Practise what you preach

Some months back, I posted a guide to backing up a Raspberry Pi SD card using a Mac. I tested it at the time and it worked. It’ll be good to share this, I thought. So I did.

And a good job too, because this past weekend I needed to cook to my own recipe. A long overdue Pi sudo apt-get upgrade followed by tweaking raspi-config zapped my system software.

Pibow Raspberry Pi case

SD woes

Rebooting the Pi produced nothing but a single flash of the green Activity LED and the reassuring glow of the red Power LED – the hardware probably wasn’t up the spout. Googling confirmed my fear: the software was fritzed.

So I called up my blog entry, just as a reader might, and followed the walkthrough. It took a while for the compressed 16GB image to copy, but I got a working OS. This, second attempt at updating went smoothly.

Hopefully, you won’t need the recovery guide, but if you do, I can confirm it’ll get you out of hot water. Just make sure you have back-up before that happens.

Back-up a Raspberry Pi SD card using a Mac

I’ve re-installed my Pi’s SD card storage more times than I care to recall.
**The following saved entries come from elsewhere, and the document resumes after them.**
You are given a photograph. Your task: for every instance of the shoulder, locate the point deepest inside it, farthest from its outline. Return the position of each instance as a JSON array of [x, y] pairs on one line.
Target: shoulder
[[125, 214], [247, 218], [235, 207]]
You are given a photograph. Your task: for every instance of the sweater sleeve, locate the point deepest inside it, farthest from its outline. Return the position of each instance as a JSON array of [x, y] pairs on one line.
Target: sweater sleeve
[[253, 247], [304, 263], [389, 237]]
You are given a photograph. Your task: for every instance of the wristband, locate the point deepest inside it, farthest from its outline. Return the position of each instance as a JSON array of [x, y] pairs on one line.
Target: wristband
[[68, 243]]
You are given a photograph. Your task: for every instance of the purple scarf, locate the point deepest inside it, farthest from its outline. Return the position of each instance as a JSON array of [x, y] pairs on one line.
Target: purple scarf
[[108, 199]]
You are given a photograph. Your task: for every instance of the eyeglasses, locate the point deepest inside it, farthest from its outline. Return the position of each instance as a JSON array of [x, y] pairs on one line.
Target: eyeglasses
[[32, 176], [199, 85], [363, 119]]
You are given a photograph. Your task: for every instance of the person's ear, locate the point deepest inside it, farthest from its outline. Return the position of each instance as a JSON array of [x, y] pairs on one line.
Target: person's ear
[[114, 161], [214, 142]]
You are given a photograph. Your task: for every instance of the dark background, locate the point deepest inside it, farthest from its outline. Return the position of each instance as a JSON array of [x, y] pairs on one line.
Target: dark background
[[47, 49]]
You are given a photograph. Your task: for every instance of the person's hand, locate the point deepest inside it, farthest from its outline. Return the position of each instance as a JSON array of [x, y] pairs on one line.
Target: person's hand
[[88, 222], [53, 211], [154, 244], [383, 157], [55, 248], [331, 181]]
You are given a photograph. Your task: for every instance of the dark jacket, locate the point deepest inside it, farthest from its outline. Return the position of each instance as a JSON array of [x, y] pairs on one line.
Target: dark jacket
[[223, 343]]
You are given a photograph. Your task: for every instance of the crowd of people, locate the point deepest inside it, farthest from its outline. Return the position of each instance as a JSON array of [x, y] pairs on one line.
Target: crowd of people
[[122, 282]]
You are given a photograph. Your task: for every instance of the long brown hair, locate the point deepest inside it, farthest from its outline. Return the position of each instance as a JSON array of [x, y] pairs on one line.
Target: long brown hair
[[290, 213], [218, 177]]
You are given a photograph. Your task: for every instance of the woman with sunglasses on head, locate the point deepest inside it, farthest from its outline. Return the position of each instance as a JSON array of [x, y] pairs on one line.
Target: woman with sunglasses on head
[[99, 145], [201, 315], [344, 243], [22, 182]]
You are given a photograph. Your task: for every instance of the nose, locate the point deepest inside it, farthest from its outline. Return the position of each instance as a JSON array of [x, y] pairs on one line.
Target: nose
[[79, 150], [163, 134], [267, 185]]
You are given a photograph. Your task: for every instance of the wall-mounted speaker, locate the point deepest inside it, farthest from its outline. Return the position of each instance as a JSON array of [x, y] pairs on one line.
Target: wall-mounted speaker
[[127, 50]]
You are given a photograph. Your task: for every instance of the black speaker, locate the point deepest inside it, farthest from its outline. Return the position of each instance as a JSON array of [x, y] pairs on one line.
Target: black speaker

New cards, programming glitches, messing with Linux’s settings files – all of these reasons have forced me to go through the process of re-flashing the Pi’s storage card. That’s bad enough – what’s worse is having to re-download the applications I’d added since the previous install, applying updates and choosing again all of my system preferences.

What I should have done was clone my card, allowing me to re-flash the SD card with a complete, working and configured to my personal satisfaction Pi operating system.

I don’t know why I didn’t do this. I suppose Mac OS X’s inability to cope with the Pi’s EXT4 file-system was the main reason: I can’t simply drag and drop the card’s contents, first to the Mac and then, later, back to a freshly formatted card. But a little Googling set me on track to use the next best thing: the dd command, available in OS X – and Linux for that matter.